Mint Chocolate Posset
Prep
20 mins
Cook
25 mins
Servings
6
Difficulty
Easy
Ingredients
- 250 gdark chocolate
- 150 mlheavy cream
- 20 gmint leaves
- 200 ggranulated sugar
- 100 gunsalted butter
- 4large egg yolks
- 10 mlmint extract
Instructions
- 1
Preheat the oven to 180°C. In a medium saucepan, combine the chocolate, cream, and sugar. Heat over low heat, stirring occasionally, until the chocolate has melted and the mixture is smooth.
Tip: Be patient, as this step may take a few minutes.
- 2
In a small bowl, whisk together the egg yolks and mint extract until well combined. Temper the egg yolks by slowly pouring the warm chocolate mixture into the egg yolk mixture, whisking constantly.
- 3
Pour the chocolate mixture into 6 ramekins or small baking dishes. Place the ramekins in a large baking dish and add hot water to come halfway up the sides of the ramekins.

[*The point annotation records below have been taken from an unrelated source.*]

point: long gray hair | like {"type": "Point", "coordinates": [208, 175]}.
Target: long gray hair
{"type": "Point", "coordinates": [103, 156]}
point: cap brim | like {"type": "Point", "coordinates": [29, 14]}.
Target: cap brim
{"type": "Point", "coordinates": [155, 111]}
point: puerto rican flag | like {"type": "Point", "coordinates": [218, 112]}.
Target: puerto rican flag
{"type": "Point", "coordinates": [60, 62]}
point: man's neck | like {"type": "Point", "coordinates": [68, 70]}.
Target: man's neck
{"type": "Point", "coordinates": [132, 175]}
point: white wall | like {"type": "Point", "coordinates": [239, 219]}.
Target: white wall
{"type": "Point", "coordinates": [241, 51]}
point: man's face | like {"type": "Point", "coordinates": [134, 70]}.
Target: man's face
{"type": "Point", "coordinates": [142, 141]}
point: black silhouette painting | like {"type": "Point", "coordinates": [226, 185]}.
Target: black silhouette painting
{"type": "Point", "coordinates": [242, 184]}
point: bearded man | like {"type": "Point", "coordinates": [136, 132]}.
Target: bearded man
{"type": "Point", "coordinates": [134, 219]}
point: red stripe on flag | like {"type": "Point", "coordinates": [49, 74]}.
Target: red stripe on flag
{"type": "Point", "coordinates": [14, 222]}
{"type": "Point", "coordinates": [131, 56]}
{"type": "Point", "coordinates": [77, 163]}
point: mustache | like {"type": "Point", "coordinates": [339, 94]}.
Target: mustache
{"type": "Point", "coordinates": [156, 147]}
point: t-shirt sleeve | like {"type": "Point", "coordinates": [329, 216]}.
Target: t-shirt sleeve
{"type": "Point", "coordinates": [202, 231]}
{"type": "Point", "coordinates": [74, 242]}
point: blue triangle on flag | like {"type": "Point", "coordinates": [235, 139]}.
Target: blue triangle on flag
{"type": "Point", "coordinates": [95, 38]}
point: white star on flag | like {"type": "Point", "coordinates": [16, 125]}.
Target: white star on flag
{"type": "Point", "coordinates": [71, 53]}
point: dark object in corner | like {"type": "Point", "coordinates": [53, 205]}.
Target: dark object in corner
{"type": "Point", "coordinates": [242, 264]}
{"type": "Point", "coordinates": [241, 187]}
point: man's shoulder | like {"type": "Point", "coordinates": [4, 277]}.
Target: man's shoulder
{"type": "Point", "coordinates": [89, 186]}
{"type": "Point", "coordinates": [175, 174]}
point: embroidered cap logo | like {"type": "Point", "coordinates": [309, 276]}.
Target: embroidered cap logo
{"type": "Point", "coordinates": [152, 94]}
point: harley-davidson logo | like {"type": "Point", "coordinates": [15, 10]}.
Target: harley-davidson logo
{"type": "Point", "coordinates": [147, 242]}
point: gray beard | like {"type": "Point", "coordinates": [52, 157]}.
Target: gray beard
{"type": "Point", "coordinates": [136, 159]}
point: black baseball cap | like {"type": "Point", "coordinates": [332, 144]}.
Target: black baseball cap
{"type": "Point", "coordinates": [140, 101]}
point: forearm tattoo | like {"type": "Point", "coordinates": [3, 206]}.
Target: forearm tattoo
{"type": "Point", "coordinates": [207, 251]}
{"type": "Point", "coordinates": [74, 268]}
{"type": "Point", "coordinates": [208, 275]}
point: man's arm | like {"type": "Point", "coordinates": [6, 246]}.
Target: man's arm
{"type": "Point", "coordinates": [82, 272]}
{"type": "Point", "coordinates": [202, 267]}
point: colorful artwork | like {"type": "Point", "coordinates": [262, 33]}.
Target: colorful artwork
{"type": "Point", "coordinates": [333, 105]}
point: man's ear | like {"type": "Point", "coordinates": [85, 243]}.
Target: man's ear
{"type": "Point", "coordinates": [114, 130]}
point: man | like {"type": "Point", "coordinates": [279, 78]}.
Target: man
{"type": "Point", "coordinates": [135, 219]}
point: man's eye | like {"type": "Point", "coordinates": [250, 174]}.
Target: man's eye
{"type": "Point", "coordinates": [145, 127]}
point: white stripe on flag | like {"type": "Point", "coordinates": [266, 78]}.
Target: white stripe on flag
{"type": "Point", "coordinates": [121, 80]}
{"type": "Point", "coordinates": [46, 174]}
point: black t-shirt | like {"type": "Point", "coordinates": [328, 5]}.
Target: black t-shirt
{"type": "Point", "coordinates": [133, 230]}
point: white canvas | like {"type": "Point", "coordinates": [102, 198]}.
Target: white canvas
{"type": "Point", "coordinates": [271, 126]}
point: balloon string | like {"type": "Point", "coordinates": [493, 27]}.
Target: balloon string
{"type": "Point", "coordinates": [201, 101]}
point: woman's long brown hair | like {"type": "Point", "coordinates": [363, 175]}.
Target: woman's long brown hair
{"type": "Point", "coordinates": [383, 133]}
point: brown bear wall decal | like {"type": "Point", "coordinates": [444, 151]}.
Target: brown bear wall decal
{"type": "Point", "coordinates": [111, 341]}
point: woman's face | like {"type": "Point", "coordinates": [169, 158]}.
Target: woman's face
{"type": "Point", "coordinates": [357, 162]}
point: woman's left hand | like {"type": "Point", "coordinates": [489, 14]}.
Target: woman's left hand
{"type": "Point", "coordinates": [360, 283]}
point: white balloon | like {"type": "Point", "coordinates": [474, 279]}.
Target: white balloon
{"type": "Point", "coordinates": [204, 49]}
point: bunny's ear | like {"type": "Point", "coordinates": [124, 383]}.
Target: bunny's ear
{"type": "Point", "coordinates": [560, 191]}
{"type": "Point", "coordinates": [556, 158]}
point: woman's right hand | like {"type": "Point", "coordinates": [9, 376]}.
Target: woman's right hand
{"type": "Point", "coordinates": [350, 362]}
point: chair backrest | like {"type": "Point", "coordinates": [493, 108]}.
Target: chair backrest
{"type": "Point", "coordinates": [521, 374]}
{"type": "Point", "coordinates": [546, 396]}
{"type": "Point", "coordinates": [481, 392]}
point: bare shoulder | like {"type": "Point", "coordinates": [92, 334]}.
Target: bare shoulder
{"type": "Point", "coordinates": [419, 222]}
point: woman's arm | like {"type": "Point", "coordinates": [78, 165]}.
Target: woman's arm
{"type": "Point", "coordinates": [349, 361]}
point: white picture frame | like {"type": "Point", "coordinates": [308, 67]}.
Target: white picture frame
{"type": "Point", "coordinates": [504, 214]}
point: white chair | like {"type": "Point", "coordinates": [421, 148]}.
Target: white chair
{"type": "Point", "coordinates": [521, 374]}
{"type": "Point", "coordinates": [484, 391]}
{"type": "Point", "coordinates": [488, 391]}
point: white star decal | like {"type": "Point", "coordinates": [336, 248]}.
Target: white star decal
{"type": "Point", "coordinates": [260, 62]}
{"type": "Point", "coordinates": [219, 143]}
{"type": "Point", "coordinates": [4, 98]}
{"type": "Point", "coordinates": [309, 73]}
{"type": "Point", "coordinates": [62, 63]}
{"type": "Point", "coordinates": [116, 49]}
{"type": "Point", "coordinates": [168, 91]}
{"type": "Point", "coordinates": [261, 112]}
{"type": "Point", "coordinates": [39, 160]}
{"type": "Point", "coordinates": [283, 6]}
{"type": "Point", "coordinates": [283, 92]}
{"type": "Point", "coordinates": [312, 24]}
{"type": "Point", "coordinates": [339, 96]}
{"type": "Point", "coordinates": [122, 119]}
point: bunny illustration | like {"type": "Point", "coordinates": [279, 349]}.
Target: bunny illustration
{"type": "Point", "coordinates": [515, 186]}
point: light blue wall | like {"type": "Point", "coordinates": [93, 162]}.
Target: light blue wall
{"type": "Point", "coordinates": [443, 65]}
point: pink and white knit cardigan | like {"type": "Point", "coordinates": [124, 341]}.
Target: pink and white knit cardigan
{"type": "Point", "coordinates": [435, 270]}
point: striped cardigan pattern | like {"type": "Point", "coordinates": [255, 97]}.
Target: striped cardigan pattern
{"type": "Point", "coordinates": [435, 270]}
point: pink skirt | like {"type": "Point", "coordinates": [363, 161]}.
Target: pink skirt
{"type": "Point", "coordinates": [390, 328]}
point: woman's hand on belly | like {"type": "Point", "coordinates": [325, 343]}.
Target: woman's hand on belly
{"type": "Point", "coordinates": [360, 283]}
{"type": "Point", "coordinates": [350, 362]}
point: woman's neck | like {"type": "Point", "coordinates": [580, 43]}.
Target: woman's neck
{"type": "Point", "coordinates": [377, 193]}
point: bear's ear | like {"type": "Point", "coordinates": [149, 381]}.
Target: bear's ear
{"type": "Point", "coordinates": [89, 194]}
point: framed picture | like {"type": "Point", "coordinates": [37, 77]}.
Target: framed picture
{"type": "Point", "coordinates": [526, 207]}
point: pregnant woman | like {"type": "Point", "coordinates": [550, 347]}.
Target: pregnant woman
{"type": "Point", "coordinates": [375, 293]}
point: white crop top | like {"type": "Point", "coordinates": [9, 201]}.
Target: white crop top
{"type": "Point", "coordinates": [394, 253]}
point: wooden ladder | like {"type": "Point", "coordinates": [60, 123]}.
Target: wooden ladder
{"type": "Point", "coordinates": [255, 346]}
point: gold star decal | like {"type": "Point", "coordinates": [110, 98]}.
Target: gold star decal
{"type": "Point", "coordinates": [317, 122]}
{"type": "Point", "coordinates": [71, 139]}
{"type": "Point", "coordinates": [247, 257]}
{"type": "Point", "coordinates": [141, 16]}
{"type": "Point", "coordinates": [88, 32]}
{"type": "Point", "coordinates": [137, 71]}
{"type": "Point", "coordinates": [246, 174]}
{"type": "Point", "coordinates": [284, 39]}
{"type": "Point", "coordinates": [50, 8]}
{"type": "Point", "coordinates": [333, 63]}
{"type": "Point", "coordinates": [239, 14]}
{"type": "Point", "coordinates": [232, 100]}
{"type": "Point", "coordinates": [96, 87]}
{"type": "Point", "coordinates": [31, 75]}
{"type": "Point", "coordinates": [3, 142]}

Tip: This will create a water bath, which will help the posset cook evenly.
- 4
Bake for 25-30 minutes, or until the edges are set and the centers are still slightly jiggly.
Tip: Don't overbake, as this will make the posset too firm.
- 5
Remove the ramekins from the water bath and let them cool to room temperature. Cover and refrigerate for at least 2 hours, or until chilled and set.
Tip: This will allow the posset to set properly and retain its texture.
- 6
Just before serving, sprinkle a few fresh mint leaves over the top of each posset.
Tip: This will add a pop of color and freshness to the dish.